Our guest speaker this month was Morgan Mulhern from the seven county Child & Teen Checkups program.
This program, which has been providing services since the 1960s, is part of the Public Health Dept. of Minnesota but it is actually a federal program. Every county in the country has a staff or program. In other states, the programs are often called the EPSDT (Early, Periodic, Screening, Diagnosis & Treatment). The Child & Teen Checkups program is for children and youth who are on medical assistance. It provides access to comprehensive medical and dental care and tracks its clients through the years so they and their parents or care takers are sure they are receiving the followups they need, through their 21st birthday.

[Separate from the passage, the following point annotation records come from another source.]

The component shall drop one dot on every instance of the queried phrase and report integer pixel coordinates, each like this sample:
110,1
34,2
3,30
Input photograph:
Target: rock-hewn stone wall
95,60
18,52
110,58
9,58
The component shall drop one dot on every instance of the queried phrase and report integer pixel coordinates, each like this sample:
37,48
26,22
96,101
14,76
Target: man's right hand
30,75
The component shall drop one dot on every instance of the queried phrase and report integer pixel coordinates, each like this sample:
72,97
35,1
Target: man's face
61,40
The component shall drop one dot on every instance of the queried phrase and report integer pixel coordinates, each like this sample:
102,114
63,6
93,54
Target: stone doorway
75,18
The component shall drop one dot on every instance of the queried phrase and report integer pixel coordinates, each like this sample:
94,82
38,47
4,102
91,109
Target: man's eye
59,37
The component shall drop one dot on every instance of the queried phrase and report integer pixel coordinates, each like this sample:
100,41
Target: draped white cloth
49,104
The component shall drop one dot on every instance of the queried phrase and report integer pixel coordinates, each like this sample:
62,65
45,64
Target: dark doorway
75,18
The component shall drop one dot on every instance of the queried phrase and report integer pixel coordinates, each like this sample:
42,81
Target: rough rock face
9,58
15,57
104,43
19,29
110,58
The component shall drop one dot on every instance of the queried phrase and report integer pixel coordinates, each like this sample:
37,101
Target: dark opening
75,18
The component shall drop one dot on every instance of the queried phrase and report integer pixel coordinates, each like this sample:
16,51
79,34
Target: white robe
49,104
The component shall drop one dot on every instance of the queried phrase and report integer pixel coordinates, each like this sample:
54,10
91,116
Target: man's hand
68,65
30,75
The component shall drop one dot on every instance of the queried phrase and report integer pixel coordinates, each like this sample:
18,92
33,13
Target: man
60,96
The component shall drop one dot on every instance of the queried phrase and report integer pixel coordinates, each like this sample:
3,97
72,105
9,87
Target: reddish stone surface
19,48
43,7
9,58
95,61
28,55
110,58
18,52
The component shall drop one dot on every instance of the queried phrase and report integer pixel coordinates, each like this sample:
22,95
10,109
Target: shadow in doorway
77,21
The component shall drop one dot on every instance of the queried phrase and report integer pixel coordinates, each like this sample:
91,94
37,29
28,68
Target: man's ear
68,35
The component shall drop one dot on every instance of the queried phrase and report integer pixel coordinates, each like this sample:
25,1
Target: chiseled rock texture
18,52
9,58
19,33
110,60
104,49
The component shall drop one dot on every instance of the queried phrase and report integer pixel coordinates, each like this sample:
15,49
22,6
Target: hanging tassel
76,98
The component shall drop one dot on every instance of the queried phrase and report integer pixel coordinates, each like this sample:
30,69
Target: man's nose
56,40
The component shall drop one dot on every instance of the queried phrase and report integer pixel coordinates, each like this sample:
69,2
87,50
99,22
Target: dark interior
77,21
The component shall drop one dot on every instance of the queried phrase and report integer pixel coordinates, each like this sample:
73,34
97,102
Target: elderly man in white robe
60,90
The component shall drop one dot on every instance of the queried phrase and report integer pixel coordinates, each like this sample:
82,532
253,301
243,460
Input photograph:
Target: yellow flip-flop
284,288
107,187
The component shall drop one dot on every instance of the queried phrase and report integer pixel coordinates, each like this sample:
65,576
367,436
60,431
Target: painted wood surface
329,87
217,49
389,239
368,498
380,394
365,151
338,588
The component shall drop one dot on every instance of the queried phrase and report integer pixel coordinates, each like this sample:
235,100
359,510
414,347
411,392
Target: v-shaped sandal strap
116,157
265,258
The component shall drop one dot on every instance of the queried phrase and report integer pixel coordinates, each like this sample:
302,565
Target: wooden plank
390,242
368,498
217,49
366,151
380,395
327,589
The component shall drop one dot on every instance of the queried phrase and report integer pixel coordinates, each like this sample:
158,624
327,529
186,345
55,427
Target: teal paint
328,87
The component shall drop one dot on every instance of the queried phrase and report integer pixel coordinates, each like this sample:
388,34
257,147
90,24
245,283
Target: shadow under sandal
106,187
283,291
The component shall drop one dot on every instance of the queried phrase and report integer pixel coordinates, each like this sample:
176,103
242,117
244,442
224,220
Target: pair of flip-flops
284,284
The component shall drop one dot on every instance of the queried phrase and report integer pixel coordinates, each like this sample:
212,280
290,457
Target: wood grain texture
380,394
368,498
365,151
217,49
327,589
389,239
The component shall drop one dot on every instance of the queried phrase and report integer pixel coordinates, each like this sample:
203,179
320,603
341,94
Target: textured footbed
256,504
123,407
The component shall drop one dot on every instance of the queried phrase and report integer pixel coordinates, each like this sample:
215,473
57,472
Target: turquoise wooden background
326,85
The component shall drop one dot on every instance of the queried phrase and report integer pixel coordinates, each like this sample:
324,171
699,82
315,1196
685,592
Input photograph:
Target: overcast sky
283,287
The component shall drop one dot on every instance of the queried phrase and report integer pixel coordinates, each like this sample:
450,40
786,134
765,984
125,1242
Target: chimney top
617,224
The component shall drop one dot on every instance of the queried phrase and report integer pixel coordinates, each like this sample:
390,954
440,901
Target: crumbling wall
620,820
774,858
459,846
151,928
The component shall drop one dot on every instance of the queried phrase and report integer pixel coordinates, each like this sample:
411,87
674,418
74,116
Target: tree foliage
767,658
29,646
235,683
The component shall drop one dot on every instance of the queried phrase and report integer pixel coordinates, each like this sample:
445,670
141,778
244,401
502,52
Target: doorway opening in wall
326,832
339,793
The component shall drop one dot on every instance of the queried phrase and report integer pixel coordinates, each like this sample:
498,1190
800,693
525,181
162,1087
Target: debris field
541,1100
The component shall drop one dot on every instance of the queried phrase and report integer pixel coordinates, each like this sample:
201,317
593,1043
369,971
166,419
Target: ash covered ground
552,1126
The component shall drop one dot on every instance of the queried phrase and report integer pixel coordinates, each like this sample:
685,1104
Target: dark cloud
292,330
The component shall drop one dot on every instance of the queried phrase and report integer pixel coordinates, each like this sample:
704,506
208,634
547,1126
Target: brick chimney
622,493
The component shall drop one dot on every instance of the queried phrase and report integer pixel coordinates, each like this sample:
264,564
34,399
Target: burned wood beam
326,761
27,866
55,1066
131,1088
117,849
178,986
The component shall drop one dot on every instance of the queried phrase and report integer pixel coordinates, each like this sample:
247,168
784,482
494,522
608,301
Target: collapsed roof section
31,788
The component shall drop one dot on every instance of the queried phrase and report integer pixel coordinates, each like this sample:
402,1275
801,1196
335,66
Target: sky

The reasoning behind this program is simple. A child (or adult) can’t do well in school or anywhere else if she has a toothache, a low grade infection, or is in general poor health. Most of these issues can be prevented, treated, or at least mitigated.
The C&TC was set up after it was discovered that too few people were taking advantage of this free and comprehensive service. Study revealed that that many people need explanations and coaching and some needed it in languages other than English. Eligible people may need help finding a clinic or dentist, scheduling appointments with primary care providers, arranging for transportation and interpreters, getting referrals to specialists, acquiring medications, and other issues.
Ms Mulhern pointed out that 80% of human brain development happens before age 3. This is the time when a lack of medical and dental care have the biggest negative impact and good medical and dental care will have the most rewarding (and future cost-saving) positive impact.
Supporting the supporters is part of the C&TC program. Ms Mulhern brought a 2-page list of resources in the community that are out there, pre-natal and on through life. The list includes housing, mental health, food resources, and many other services. There are also tipsheets, like the one that suggested baby games like counting fingers and toes, finding “eyes, ears, mouth and nose”, reading, singing, just talking, and more. Every positive interaction with a baby has a payoff.
For more information: they are open 8AM-4:30PM, M-F. Phone: 612.348.5131.
Question: How many clients does C&TC serve every year, and of those people eligible, how many still do not know about C&TC?
Ms Mulhern didn’t have the numbers with her but the following data were sent to EQ after the meeting:
· In 2017 in Hennepin County there were 133,000 children ages birth to 21 who were enrolled on Medicaid & eligible for Child & Teen Check Up services. In 2018 it’s gone up to 140,050 children.
· The participation rate last year for Child & Teen Check Ups was 81%, so 107,730 eligible children got in for a checkup at least one time that year. Note: Hennepin County’s participation was the highest in the state.
· C&TC staff make phone calls to all children’s parents/guardians. They also phone young adults who are 18-21 yrs. of age who are on their own. Introduction calls go out shortly after clients have enrolled on Medicaid. Staff also does reminder or referral calls.
· Staff spoke to 37,000 individuals face/face about our program throughout Hennepin County in 2017. We were at community events & community partner sites. We set up information tables, did presentations & attended community meetings.
· Face/face outreach and phone calls are done by 12 Senior Community Health Workers.
C&TC will be at this year’s Second Precinct Open House, on Monday, May 14, 5-7 PM.
Special thanks to Ms. Mulhern for stepping in at the last minute. We’d wanted a presentation by this department during the summer, but a situation changed and she actually had less than a day to figure out what she wanted to present. Thank you very much!